Le Japon fixe des critères financiers et humanitaires pour alléger la hausse des frais de visa en octobre
TOKYO – L’agence japonaise de l’immigration a déclaré mardi que les étrangers qui répondent aux critères de difficultés financières et de considérations humanitaires seront éligibles à des réductions de frais lorsque les frais de demande de visa et de renouvellement seront augmentés à partir du 1er octobre.
Les lignes directrices annoncées par l’Agence des services d’immigration excluront cependant probablement la plupart des demandeurs d’asile, car les critères exigent qu’ils bénéficient d’une aide gouvernementale pour ceux qui connaissent de graves difficultés financières.

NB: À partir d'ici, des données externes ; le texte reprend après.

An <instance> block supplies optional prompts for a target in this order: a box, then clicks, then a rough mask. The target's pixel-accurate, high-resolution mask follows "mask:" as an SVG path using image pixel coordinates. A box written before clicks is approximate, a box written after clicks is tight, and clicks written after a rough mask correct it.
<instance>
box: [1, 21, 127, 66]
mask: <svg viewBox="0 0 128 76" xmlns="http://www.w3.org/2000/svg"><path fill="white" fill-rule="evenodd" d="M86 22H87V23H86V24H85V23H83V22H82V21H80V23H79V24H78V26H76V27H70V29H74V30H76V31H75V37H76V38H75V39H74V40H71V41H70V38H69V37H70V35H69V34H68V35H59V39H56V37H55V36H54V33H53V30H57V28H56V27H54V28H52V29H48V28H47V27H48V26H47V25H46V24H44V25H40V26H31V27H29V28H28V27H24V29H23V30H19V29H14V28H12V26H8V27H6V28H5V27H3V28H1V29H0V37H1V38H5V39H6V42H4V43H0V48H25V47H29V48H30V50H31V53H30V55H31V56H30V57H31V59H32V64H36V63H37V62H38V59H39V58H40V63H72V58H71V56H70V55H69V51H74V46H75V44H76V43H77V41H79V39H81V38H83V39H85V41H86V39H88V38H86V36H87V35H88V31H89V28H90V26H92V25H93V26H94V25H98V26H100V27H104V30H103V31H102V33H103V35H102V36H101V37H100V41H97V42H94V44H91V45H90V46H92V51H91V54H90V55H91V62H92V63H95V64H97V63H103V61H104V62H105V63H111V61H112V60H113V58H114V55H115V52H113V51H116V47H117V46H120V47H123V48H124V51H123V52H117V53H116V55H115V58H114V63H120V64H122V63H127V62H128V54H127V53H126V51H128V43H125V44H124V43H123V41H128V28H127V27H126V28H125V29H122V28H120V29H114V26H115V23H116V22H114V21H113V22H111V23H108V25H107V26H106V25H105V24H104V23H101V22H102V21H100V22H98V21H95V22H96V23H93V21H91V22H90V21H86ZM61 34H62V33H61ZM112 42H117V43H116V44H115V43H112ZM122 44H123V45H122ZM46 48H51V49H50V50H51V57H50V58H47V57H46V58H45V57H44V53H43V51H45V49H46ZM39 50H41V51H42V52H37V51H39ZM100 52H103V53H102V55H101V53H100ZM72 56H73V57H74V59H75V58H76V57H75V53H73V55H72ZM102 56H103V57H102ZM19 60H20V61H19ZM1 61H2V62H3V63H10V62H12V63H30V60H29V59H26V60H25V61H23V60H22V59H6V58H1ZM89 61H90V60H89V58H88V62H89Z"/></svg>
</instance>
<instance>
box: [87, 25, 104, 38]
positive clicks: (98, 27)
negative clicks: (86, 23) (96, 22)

Les organisations d’aide aux réfugiés ont critiqué l’éligibilité à la réduction des frais, la qualifiant de « trop étroite ».
Parmi les hausses de frais, le coût d’un visa d’un an sera porté à 33 000 yens (200 dollars) tandis qu’un visa de cinq ans ou plus sera fixé à 75 000 yens, en forte hausse par rapport au taux forfaitaire actuel de 6 000 yens pour les changements de statut de résidence et les renouvellements. Les frais d’autorisation de résidence permanente seront augmentés de 10 000 yens à 200 000 yens.
Pour ceux qui ne sont pas en mesure de payer en raison de contraintes financières et qui sont jugés éligibles selon les nouvelles directives, les frais seront réduits à 10 000 yens pour les renouvellements et les changements de statut, et à 20 000 yens pour l’autorisation de résidence permanente.
L’exonération totale des frais sera limitée à ceux qui détiennent un statut de résidence « diplomatique » ou « officiel », et non à ceux qui font face à des difficultés financières.
Les directives d’éligibilité à la réduction des frais énumèrent 12 catégories dans lesquelles une considération humanitaire devrait être accordée, notamment pour les réfugiés reconnus, les demandeurs d’asile, les conjoints de ressortissants japonais et les parents célibataires.
Les demandeurs d’asile au Japon peuvent en principe bénéficier d’une aide publique de l’État pour couvrir leurs frais de subsistance et autres pendant quatre mois s’ils sont considérés comme étant dans un état d’extrême pauvreté.
Selon l’agence de l’immigration et d’autres informations, 11 298 personnes ont demandé l’asile en 2025 et 518 ont reçu de telles prestations au cours de l’exercice 2025.
La faible proportion de bénéficiaires s’explique en partie par le fait qu’un nombre considérable de demandeurs d’asile sont autorisés à travailler pendant que leur demande est en cours d’examen.